We can see that GBM has better accuracy than KNN

In [None]:
fig = plt.figure()
fig.suptitle('Scaled Ensemble Algorithm Comparison')
ax = fig.add_subplot(111)
plt.boxplot(results)
ax.set_xticklabels(names)
plt.show()

Tuning scaled GBM 

In [None]:
scaler = StandardScaler().fit(X_train)
rescaledX = scaler.transform(X_train)
param_grid = dict(n_estimators=np.array([50,100,150,200,250,300,350,400]))
model = GradientBoostingRegressor(random_state=7)
kfold = KFold(n_splits=10, random_state=7, shuffle = True)
grid = GridSearchCV(estimator=model, param_grid=param_grid, scoring=RMS, cv=kfold)
grid_result = grid.fit(rescaledX, Y_train)

print("Best: %f using %s" % (grid_result.best_score_, grid_result.best_params_))
means = grid_result.cv_results_['mean_test_score']
stds = grid_result.cv_results_['std_test_score']
params = grid_result.cv_results_['params']
for mean, stdev, param in zip(means, stds, params):
    print("%f (%f) with: %r" % (mean, stdev, param))

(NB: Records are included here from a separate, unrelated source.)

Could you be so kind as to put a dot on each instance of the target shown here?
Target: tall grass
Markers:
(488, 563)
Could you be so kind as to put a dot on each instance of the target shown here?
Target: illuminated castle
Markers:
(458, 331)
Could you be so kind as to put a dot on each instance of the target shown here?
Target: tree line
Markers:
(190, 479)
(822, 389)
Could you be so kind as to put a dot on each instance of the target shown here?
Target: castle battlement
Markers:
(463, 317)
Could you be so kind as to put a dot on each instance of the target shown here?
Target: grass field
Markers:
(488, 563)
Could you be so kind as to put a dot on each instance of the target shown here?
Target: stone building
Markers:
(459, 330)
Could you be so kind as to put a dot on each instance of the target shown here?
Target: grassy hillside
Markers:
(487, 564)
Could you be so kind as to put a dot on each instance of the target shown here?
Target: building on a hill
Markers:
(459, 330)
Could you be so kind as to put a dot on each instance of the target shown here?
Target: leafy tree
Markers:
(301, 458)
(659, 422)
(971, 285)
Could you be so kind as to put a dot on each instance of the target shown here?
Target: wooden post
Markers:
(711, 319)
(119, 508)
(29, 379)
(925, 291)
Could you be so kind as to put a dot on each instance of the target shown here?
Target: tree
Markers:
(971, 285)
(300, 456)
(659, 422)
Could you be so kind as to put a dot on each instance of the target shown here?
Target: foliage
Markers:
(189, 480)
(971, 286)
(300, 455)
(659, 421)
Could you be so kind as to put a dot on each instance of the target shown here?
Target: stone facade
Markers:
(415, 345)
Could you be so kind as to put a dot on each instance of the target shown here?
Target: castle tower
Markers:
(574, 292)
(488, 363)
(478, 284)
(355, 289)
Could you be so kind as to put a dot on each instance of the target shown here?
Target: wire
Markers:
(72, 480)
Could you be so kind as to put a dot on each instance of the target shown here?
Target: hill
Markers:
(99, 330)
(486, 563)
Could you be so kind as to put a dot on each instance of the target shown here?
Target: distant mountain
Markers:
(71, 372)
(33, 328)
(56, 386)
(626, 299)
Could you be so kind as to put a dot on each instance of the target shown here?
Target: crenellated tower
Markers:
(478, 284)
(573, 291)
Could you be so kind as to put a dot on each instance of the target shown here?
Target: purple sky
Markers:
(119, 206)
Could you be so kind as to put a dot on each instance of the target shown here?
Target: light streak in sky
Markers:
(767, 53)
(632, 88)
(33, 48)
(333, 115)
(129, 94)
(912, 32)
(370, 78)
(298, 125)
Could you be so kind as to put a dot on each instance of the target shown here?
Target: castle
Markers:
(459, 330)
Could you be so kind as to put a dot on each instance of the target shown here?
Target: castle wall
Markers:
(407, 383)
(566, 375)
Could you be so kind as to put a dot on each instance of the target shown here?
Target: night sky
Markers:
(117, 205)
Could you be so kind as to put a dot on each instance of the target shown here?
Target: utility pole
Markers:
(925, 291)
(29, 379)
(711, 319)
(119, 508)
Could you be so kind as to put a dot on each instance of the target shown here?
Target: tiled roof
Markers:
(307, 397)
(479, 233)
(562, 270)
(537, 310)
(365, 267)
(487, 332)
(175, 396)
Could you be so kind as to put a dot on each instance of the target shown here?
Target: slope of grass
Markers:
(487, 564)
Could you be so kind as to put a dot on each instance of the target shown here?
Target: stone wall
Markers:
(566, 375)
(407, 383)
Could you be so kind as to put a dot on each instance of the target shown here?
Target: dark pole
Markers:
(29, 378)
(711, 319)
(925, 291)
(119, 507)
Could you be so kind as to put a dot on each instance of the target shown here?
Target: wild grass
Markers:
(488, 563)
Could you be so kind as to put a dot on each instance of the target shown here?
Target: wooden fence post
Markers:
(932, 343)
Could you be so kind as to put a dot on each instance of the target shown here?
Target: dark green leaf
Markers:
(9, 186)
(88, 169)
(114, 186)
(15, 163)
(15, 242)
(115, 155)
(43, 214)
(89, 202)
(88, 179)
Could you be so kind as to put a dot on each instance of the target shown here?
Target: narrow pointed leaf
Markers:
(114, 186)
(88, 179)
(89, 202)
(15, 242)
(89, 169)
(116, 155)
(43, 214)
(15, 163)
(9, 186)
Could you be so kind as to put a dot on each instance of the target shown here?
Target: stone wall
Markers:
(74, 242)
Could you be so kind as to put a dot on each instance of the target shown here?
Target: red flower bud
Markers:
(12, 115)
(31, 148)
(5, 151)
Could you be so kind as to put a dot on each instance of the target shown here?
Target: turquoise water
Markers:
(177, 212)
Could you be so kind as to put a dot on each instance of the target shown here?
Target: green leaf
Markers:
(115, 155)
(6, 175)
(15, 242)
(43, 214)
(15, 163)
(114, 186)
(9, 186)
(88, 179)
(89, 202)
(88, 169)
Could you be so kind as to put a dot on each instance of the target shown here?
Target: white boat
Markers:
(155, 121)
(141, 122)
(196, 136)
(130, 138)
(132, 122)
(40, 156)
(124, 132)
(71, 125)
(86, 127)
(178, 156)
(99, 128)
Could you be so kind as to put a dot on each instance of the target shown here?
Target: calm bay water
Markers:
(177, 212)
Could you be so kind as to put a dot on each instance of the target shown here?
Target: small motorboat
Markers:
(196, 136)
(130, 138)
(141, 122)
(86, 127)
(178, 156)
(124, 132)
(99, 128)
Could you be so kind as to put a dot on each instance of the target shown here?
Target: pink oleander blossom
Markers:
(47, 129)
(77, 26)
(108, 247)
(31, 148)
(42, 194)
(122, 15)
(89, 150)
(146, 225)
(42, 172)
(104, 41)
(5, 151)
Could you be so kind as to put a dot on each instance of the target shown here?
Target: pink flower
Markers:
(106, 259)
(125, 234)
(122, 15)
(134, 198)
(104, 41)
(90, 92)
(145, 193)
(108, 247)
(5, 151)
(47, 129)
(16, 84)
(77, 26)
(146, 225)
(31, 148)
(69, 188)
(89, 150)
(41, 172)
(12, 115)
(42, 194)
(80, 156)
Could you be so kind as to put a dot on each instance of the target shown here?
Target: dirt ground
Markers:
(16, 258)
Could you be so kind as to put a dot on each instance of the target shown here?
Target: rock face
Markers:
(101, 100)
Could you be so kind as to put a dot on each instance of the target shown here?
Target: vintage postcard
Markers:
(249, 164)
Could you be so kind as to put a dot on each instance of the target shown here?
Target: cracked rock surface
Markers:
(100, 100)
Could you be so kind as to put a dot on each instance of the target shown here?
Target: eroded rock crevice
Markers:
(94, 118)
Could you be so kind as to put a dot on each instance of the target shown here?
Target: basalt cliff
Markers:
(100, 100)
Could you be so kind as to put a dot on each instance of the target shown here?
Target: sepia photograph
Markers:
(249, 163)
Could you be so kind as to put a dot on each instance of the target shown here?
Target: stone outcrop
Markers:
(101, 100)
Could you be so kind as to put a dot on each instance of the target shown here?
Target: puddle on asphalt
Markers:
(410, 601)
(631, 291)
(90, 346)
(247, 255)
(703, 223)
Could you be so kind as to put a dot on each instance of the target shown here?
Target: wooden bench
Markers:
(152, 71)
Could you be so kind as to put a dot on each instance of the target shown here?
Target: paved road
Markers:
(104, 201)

### Make Prediction on Validation Dataset

In [None]:
# prepare the model
scaler = StandardScaler().fit(X_train)
rescaledX = scaler.transform(X_train)
model = GradientBoostingRegressor(random_state=7, n_estimators=400)
model.fit(rescaledX, Y_train)
# transform the validation dataset
rescaledValidationX = scaler.transform(X_validation)
predictions = model.predict(rescaledValidationX)
print(mean_squared_error(Y_validation, predictions))


In [None]:
print('R^2:',metrics.r2_score(Y_validation, predictions))
print('Adjusted R^2:',1 - (1-metrics.r2_score(Y_validation, predictions))*(len(Y_validation)-1)/(len(Y_validation)-X_validation.shape[1]-1))
print('MAE:',metrics.mean_absolute_error(Y_validation, predictions))
print('MSE:',metrics.mean_squared_error(Y_validation, predictions))
print('RMSE:',np.sqrt(metrics.mean_squared_error(Y_validation, predictions)))


In [None]:
predictions=predictions.astype(int)
submission = pd.DataFrame({
        "Org House Price": Y_validation,
        "Pred House Price": predictions
    })

submission.to_csv("PredictedPrice.csv", index=False)